Another key issue, according to Cohen, is determining the locations in the supply chain where a company should stock the parts. Should parts be stocked in a centralized fashion—say, a single warehouse or a small number of central warehouses? Or should the company have a far-flung network with multiple stocking points? The answer, Cohen notes, depends on the criticality factor. In the case of computer systems for air traffic controllers, it makes sense to have critical components stocked over a wide network, so that plenty of points in the supply chain can back up one another when the parts are urgently needed. In contrast, a busted hair dryer could probably wait an extra day for parts to be shipped from a distant central warehouse or disposed of altogether by providing the customer with a replacement product.

Cohen, who has overseen research by several Ph.D. students over the years on such issues, developed many of these principles while studying parts availability in the automobile industry. Between 1985 and 1987, Cohen and his colleagues worked with General Motors to study the company’s parts supply chain network—at a time when the company was setting up Saturn as an independent firm. Cohen says that many of the recommendations that he and his colleagues made showed up as part of Saturn’s service-support system.

Today Saturn has the highest off-the-shelf availability rate for parts of any car maker, according to Parts Monitor, a trade publication. In a paper published this year in the Sloan Management Review, Cohen and three colleagues—two of whom worked for GM and Saturn—point out that Saturn’s performance was based on two key factors: Matching the company’s supply chain strategy to the criticality of its customers’ needs, and involving dealers (or “retailers”) in its supply chain strategy.

Where is parts supply-chain management headed in the future? Cohen believes that with the coming of e-commerce, the field is moving towards a revolution. The main reason is that “technology has reached a point where large-scale optimization has become possible in real time,” Cohen says. As a result of the Internet, it has now become possible for companies to create vast networks connecting their operations with those of their suppliers and customers. In the past, the hurdles to setting up such networks were so enormous that companies developed their own proprietary supply chains at enormous costs in time and money. As web-based technology takes off, however, the process of setting up such supply chains will become both faster and less expensive.

Cohen believes that it is now possible for him to commercialize some of his research. With a view to doing that he last year launched MCA Solutions, an application service provider that offers supply chain services to clients. According to William C. Ross, the company’s director of software engineering, the company’s products give users a global bird’s eye view of optimal inventory.
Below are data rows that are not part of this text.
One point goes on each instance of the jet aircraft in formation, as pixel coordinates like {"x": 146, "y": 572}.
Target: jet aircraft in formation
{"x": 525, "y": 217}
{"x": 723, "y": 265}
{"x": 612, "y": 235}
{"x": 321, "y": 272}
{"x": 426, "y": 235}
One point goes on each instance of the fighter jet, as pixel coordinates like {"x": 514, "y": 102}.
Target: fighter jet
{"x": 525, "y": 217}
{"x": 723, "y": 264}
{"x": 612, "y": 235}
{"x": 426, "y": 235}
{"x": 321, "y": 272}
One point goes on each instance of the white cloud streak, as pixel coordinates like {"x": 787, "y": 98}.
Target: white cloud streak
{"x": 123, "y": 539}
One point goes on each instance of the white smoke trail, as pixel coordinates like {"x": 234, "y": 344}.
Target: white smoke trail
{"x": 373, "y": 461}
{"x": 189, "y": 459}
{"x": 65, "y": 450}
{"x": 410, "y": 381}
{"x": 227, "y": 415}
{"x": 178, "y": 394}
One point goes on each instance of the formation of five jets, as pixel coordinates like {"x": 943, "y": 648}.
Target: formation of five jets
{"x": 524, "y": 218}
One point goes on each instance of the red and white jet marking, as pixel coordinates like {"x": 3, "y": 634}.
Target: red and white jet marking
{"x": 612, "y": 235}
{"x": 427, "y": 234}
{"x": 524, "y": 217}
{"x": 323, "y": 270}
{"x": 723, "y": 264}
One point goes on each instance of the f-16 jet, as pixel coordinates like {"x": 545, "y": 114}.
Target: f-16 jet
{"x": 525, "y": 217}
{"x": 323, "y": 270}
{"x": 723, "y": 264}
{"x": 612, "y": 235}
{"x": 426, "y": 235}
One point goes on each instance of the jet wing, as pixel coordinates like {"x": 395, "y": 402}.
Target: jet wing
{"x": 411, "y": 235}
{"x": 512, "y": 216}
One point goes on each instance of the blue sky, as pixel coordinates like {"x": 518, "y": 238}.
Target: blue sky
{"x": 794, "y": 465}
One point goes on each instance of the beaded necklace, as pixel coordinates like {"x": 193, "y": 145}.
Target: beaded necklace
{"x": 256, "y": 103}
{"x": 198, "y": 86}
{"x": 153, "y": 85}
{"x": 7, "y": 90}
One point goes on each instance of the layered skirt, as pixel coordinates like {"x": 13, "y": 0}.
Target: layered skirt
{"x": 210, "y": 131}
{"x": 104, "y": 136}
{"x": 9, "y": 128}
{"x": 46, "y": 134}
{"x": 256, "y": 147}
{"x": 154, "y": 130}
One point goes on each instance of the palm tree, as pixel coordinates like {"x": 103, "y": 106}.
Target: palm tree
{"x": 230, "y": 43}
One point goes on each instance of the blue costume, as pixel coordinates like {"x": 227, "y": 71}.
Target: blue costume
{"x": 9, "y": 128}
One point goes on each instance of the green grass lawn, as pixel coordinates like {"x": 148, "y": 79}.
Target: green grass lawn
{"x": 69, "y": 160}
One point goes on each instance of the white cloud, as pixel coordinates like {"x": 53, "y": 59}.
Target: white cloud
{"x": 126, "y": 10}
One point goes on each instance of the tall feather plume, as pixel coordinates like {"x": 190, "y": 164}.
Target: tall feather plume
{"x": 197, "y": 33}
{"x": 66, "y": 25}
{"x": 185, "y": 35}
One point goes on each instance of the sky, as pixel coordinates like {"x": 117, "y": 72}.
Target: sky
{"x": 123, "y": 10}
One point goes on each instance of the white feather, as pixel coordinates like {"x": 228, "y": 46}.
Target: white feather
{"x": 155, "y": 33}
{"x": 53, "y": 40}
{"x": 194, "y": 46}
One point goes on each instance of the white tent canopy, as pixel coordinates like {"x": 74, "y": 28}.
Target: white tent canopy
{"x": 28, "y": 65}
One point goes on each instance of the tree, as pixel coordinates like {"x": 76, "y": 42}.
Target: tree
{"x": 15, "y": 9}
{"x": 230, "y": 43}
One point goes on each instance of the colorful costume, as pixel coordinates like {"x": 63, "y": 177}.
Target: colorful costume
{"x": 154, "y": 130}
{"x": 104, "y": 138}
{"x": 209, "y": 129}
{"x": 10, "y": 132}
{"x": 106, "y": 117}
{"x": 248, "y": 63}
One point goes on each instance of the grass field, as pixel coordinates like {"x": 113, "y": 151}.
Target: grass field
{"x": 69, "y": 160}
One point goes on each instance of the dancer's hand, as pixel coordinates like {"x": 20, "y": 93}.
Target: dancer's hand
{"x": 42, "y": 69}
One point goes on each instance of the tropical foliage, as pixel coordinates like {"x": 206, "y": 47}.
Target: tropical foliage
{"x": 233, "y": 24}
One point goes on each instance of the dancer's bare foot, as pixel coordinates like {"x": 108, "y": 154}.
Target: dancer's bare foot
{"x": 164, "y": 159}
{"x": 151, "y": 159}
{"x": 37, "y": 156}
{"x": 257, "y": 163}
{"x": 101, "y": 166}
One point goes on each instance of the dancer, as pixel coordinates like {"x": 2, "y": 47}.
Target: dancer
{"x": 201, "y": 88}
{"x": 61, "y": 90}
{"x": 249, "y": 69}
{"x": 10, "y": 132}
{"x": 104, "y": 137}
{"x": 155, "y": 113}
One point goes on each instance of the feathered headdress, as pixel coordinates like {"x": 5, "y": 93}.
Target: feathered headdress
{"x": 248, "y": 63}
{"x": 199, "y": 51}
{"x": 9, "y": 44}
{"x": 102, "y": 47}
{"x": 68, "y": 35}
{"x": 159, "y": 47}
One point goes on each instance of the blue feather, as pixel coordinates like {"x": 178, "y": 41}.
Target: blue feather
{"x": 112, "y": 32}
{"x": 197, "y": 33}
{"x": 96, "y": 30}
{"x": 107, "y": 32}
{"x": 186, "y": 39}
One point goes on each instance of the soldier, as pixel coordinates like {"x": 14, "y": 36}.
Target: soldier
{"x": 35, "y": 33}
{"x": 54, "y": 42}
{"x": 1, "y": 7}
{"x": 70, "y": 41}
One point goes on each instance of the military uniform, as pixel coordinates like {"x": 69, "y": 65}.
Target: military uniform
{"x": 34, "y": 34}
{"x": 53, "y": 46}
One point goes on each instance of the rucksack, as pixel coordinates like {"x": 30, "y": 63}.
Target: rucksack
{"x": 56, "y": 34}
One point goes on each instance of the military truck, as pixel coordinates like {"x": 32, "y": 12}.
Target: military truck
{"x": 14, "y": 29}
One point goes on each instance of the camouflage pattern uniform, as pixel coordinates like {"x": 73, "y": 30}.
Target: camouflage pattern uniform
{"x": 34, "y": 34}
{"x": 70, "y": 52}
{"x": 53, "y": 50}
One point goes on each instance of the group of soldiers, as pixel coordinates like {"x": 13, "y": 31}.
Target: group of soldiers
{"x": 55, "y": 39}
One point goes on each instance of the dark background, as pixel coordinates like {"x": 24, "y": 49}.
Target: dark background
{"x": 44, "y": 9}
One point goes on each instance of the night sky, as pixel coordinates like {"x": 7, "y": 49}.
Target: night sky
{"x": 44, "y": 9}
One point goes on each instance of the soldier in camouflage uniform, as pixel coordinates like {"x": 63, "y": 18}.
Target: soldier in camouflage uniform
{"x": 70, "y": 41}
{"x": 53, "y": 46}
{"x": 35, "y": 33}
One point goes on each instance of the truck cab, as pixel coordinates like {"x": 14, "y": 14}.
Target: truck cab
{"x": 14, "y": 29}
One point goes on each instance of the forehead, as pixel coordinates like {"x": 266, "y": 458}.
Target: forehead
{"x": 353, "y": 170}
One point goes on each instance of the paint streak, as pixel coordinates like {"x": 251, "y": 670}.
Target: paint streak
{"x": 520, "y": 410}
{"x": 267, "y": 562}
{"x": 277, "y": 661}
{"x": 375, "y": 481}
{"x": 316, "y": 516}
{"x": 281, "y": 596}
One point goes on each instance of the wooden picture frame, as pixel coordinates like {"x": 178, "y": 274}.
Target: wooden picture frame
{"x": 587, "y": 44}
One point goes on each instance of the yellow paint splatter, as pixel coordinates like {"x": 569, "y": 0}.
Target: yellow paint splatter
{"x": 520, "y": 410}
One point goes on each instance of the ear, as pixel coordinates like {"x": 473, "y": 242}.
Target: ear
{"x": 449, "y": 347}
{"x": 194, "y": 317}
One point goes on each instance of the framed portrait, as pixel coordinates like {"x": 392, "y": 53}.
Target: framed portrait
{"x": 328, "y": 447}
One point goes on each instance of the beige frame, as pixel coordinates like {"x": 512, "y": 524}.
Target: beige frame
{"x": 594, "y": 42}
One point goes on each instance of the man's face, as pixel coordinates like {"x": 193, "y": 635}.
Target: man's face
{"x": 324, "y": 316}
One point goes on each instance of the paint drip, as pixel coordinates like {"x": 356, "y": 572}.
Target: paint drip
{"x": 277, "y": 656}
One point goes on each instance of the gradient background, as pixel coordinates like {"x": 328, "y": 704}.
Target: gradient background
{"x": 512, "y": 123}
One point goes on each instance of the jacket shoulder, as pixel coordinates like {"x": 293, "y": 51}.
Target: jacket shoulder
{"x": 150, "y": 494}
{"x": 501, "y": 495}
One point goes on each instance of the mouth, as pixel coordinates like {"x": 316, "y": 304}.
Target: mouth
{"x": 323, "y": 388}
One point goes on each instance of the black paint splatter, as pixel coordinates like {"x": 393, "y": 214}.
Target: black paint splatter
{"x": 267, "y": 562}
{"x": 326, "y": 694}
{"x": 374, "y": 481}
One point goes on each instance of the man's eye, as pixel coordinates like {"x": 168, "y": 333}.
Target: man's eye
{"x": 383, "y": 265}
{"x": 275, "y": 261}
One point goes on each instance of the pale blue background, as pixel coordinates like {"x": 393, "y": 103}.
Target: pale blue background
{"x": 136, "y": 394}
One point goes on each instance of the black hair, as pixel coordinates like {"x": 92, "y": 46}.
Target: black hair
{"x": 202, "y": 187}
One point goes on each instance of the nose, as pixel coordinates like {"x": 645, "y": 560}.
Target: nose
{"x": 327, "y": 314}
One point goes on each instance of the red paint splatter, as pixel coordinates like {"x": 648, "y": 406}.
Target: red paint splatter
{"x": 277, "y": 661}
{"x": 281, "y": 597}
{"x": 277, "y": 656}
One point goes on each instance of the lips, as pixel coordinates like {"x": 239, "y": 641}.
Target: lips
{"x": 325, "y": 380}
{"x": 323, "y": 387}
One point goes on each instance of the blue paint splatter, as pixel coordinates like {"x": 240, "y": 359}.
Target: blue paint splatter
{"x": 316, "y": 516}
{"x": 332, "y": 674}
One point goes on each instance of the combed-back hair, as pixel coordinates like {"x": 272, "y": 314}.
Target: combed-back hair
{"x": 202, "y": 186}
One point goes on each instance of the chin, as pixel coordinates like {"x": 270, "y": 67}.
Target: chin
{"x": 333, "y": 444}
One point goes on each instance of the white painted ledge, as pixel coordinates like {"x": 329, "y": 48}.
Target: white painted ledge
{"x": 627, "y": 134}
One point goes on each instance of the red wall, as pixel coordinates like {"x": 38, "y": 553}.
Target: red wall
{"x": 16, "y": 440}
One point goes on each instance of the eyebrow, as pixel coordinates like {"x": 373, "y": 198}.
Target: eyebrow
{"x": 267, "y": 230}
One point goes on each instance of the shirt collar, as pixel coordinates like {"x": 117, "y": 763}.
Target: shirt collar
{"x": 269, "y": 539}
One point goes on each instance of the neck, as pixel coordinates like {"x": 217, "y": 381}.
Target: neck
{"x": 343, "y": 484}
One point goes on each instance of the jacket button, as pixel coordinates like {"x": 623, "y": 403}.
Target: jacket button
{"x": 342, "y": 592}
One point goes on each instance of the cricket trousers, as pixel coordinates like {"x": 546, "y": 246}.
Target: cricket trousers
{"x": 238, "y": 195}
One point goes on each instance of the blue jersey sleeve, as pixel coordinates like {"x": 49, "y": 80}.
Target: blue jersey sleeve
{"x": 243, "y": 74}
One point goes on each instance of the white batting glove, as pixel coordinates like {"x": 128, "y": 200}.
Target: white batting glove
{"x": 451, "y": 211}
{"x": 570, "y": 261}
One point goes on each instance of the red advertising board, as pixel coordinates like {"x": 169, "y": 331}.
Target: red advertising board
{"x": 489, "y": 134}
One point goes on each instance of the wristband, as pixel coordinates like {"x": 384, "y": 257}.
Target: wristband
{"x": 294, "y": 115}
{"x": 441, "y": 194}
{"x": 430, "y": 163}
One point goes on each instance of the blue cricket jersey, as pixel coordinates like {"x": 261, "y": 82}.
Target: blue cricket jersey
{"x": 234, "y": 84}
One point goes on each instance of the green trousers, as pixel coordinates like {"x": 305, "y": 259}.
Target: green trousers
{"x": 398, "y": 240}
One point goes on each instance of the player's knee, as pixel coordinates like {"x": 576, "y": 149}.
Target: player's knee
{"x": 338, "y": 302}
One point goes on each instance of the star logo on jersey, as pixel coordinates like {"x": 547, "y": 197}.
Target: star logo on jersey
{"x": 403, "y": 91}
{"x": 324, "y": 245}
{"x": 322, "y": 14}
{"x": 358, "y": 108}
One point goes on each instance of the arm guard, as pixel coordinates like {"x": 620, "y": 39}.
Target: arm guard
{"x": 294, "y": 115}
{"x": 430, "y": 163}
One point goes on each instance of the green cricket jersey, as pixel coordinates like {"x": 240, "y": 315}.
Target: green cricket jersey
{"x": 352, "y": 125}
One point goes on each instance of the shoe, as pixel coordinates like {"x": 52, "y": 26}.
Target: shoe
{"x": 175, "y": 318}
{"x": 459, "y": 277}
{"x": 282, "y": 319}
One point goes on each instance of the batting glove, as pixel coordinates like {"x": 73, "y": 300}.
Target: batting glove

In a recent article written for the Financial Times Mastering Management series, Cohen and Vipul Agrawal, chief operating officer of MCA Solutions and a former professor at the Stern business school in New York City, explain how e-commerce will transform supply-chain management. Cohen and Agrawal believe that as companies’ access to sources of supply increases as a result of web-based exchanges, “the dream of always providing the right product to the right customer at the right time and place and at the right price will very likely become a reality.”

A good example of a company that is using the Internet to manage its supply chain is Dell Computer. According to Cohen and Agrawal, the company’s web site allows customers to specify the configurations of their computers. This means that Dell can procure and assemble components at lower cost and with shorter lead times. Dell’s supplier network can provide components to the company’s assembly plant in Austin within hours of an order being placed. Dell’s sales over the Internet now amount to more than $30 million a day.

Over time, more companies will migrate to such web-based supply chain management systems. This may not happen as rapidly as some people hope, considering the setbacks this year to the Internet economy, but the supply chain revolution is on its way—and there’s no turning back.